If you haven’t read Doomberg’s “Diesel for Dinner”, it’s more frightening than a salmonella-laced undercooked chicken (you cannot reference Doomberg and not make a chicken joke… it’s a rule).

TL;DR – their team illustrates the fact that we're increasingly using food resources (corn and soybeans) for alternative fuel sources (gasoline and diesel). This is becoming increasingly more important during our current food crisis, and (in our view) should be viewed as another government virtue signal and (in their view) is possibly a large-scale government cover-up.

You should go read that piece and then come back to this chart because we wanted to see exactly how US crops have shifted over time.

Given the context from above, no huge surprise here.

Today, 40% of corn and 30% of soybean production in the U.S. is for fuel. Another 36% of corn production is used for animal feed.

Corn may have seen a small decrease in terms of total % of acreage planted, but the total acreage planted of all crops increased from 242 million to 250 million acres from 2007 to 2021. So the total % decrease of 2% was less meaningful from a yield perspective (from 91.1 million acres in 2007 to 90.3 million acres in 2021).

Soybeans for the win.
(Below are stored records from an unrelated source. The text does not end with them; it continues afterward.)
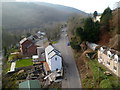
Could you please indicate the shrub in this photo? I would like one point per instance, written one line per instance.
(105, 84)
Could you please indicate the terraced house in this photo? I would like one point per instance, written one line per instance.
(110, 58)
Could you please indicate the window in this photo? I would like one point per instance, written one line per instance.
(108, 63)
(115, 60)
(114, 68)
(56, 59)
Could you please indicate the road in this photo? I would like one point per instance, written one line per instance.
(71, 75)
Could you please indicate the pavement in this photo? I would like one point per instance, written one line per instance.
(71, 75)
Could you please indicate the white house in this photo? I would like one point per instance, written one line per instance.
(53, 58)
(92, 46)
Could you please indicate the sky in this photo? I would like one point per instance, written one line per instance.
(88, 6)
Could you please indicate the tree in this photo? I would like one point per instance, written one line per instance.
(28, 34)
(95, 14)
(80, 33)
(105, 19)
(90, 32)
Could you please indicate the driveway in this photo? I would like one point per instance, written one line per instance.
(71, 75)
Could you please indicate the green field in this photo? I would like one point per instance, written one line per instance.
(100, 79)
(24, 63)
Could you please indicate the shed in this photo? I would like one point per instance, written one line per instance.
(30, 84)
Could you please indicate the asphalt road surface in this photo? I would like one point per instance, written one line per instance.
(71, 75)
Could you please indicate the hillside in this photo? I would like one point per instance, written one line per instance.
(114, 41)
(34, 15)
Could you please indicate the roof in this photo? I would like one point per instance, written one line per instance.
(23, 40)
(53, 53)
(35, 56)
(30, 84)
(49, 48)
(46, 66)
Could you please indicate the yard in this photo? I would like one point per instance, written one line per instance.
(24, 63)
(92, 73)
(99, 79)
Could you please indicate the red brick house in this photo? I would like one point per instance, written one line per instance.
(27, 47)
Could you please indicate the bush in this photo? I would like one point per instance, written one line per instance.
(75, 45)
(105, 84)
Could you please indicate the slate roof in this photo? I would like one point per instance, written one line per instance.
(30, 84)
(23, 40)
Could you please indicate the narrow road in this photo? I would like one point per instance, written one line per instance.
(71, 76)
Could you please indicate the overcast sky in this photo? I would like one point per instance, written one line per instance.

From 2007 to 2021, the crop saw an increase from 26% of total acreage to 34%, which amounts to an increase of 22.5 million acres, from 62.8 to 85.3 million acres.

Why does this matter?

Because the increase in fuel-based plants acreage (corn and soybeans) has to come from somewhere, and that somewhere was wheat. Down to 19% from 24%, wheat is one of those crops that we actually still need a lot of to like, eat. And given the current state of geopolitics, with two of the top five wheat exporters in the world currently engaged in a war, it seems like an inopportune time to be decreasing the yield on a crop that the world desperately needs.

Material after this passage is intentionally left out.